WESTERN. (suite)
Pour être secondes, ces sources n'en sont pas moins réelles ; le cinéma les a absorbées en leur ajoutant l'une de ses dimensions spécifiques, la capacité qu'il a lui-même de produire, par les moyens les plus divers, un « effet de réel » (par exemple en évoquant les éléments, la poussière, le sable et le sel des déserts, ou la pluie, la boue, la neige...) et à occuper des paysages typiques (Monument Valley). Par là le western cinématographique est susceptible de redonner à l'Ouest une présence, une réalité qui paraît, à tort ou à raison, première (impression qu'on ressent aussi, quels que soient les trucages, devant les chevaux, le bétail...). Entre la réalité de l'Ouest et sa représentation se joue un fascinant jeu de reflets réciproques ; par exemple, Annie, reine du cirque (G. Sidney, 1950), « musical » consacré à Annie Oakley, oppose aux paysages de l'Ouest les toiles peintes qui servent de décor au « Wild West Show » de Buffalo Bill.
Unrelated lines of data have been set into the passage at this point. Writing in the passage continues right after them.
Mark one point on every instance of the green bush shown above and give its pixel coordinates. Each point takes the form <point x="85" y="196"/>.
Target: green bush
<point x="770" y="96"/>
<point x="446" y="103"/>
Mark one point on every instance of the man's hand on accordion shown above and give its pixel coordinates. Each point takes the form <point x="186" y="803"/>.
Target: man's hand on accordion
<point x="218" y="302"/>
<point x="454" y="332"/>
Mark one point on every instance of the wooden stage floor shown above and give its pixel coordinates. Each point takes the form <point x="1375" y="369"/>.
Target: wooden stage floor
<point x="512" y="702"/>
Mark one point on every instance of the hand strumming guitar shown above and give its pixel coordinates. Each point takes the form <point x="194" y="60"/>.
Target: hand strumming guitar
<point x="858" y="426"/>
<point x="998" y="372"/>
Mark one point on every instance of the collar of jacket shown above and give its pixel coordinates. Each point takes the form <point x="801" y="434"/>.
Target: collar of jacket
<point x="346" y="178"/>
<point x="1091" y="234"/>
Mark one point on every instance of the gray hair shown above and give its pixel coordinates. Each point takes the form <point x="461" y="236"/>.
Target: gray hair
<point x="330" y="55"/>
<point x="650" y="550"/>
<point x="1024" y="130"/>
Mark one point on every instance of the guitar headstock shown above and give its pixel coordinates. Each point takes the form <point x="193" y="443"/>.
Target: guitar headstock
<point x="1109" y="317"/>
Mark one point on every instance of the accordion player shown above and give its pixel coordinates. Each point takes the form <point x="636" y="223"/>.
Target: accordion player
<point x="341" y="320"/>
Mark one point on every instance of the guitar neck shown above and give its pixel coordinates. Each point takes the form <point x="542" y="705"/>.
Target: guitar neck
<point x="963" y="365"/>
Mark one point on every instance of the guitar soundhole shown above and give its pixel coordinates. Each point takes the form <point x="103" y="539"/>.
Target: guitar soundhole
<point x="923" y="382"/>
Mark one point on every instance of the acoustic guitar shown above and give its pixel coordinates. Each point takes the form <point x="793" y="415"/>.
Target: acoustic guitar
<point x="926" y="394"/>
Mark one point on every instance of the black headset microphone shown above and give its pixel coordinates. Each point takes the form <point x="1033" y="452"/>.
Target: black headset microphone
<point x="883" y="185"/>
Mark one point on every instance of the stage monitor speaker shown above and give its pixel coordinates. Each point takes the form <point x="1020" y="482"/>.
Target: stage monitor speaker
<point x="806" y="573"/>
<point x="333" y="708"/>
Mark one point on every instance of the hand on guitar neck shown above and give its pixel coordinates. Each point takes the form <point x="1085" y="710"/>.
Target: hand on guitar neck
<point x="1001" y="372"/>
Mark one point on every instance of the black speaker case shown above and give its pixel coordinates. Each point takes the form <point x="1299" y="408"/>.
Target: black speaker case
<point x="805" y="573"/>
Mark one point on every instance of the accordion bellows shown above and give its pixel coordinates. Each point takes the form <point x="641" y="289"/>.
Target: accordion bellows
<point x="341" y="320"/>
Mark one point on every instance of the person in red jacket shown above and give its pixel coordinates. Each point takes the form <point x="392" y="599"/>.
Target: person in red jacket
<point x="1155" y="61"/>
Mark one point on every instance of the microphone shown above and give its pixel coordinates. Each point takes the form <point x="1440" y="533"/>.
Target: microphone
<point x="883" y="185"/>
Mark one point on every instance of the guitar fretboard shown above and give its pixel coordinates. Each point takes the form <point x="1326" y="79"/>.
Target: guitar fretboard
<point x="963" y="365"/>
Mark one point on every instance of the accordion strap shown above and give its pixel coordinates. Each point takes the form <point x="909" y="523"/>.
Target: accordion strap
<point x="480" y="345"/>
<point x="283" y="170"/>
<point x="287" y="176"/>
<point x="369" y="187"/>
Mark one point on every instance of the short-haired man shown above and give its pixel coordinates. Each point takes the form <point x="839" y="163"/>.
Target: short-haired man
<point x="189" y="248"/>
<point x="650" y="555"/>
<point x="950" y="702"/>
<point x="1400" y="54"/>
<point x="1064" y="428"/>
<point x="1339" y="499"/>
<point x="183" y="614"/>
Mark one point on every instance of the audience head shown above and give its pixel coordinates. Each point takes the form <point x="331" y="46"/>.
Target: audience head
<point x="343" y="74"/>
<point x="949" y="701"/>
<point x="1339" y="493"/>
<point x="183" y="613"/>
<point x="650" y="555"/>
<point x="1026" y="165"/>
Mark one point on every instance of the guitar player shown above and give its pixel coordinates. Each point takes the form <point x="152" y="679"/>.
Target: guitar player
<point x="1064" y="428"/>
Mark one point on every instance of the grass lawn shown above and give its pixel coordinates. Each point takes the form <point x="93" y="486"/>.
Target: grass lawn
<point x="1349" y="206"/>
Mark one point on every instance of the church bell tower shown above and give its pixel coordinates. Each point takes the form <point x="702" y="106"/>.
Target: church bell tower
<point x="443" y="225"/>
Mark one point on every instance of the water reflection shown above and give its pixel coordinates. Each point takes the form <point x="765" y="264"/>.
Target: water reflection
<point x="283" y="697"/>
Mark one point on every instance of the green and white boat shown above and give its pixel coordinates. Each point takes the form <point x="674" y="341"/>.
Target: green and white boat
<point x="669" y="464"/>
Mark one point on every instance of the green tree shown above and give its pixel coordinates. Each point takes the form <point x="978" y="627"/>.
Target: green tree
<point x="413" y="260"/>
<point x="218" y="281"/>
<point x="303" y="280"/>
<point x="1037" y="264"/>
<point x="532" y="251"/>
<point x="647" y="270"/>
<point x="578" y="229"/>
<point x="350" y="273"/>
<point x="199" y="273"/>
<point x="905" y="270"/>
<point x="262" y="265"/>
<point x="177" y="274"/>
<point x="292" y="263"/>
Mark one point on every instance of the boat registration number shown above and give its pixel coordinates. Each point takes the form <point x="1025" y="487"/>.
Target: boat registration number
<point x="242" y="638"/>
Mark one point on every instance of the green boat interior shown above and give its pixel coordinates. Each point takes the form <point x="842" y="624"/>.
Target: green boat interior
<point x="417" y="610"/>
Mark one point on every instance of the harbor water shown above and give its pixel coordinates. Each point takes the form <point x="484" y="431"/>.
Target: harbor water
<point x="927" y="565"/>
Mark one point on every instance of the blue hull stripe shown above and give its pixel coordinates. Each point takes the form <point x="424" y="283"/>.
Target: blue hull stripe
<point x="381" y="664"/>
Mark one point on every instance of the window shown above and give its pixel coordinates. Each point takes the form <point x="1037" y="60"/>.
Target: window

Aussi est-il permis de penser que le cinéma a largement contribué à son tour à répandre le mythe de l'Ouest. Les circonstances historiques ont voulu que la naissance du cinéma fût exactement contemporaine de la disparition de la frontière ; il est donc logique que le film ait immédiatement paré l'Ouest des couleurs de la nostalgie, de l'innocence (récemment) perdue. Ce discours du western s'inscrit d'ailleurs dans une idéologie relativement précise : il exprime la fierté d'appartenir à une « union » en expansion dans le temps et dans l'espace. Le thème de l'Ouest s'entrecroise donc avec celui de la naissance d'une nation, comme en témoigne le grand nombre de westerns qui abordent la guerre de Sécession (citons notamment chez Ford, héritier de Griffith, les Cavaliers, 1959, et l'épisode la Guerre civile de la Conquête de l'Ouest, 1963). Mais la figure qui préside à la naissance du western est celle non pas de Lincoln mais de Theodore Roosevelt, le « rude chevaucheur », l'ami de Frederic Remington et du colonel Cody, le dédicataire du roman d'Owen Wister The Virginian (plusieurs fois adapté à l'écran, notamment par De Mille en 1914, et par Victor Fleming, avec Gary Cooper, en 1929) et, à titre posthume, de la Caravane vers l'Ouest de James Cruze.